There is the Alliance BeST trial comparing dex vs. dex + bevacizumab in this setting. They've had a hard time in enrolling. In my experience that seems to be mostly a result of med onc/neuro onc making up their mind what they prefer rather than actually randomizing it.
 
It's hard to tell active tumor from RT necrosis, so it tends to be dex -> surgery (in part for diagnostic purposes) -> bevacizumab.

There is the Alliance BeST trial comparing dex vs. dex + bevacizumab in this setting. They've had a hard time in enrolling. In my experience that seems to be mostly a result of med onc/neuro onc making up their mind what they prefer rather than actually randomizing it.
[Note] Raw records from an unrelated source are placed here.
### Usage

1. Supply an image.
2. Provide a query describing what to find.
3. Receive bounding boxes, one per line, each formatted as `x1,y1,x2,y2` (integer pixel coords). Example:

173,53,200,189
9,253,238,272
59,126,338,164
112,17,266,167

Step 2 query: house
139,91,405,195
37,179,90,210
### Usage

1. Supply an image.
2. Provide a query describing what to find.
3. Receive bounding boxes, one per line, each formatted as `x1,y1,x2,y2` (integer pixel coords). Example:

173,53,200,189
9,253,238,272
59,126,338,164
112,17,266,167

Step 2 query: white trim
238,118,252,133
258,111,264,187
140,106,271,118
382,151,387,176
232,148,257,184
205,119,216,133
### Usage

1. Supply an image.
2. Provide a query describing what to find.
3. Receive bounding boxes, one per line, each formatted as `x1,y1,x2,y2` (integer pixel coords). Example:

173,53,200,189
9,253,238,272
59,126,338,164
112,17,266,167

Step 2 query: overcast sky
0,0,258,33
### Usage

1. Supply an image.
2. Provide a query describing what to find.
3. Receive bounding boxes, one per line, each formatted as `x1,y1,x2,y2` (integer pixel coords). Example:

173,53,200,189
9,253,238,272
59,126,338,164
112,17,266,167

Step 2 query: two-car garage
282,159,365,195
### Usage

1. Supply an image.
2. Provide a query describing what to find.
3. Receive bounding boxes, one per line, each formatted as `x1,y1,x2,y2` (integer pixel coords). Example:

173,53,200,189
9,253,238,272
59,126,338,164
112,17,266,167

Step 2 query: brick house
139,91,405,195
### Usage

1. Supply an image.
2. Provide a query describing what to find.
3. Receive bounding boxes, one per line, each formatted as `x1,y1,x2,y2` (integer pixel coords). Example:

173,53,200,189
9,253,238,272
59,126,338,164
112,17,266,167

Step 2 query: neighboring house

But if you do dex and surgical resection and get diagnostic confirmation of necrosis, do you need Avastin after that? I guess if it's like multifocal necrosis or something, but assuming single lesion with necrosis that is resected?
 
As an aside but slightly off-topic, how many places are seeing routine use of Avastin for symptomatic necrosis (assuming insufficient response to dex)? Is it Dex --> Avastin --> Surgery as the escalation? My institution's CNS med-oncs doesn't seem to even offer Avastin for symptomatic radionecrosis.

Our neuro oncs typically prescribe it here. We usually discuss the cases at CNS tumor board, and give Avastin when the neurosurgeons don't want to debride.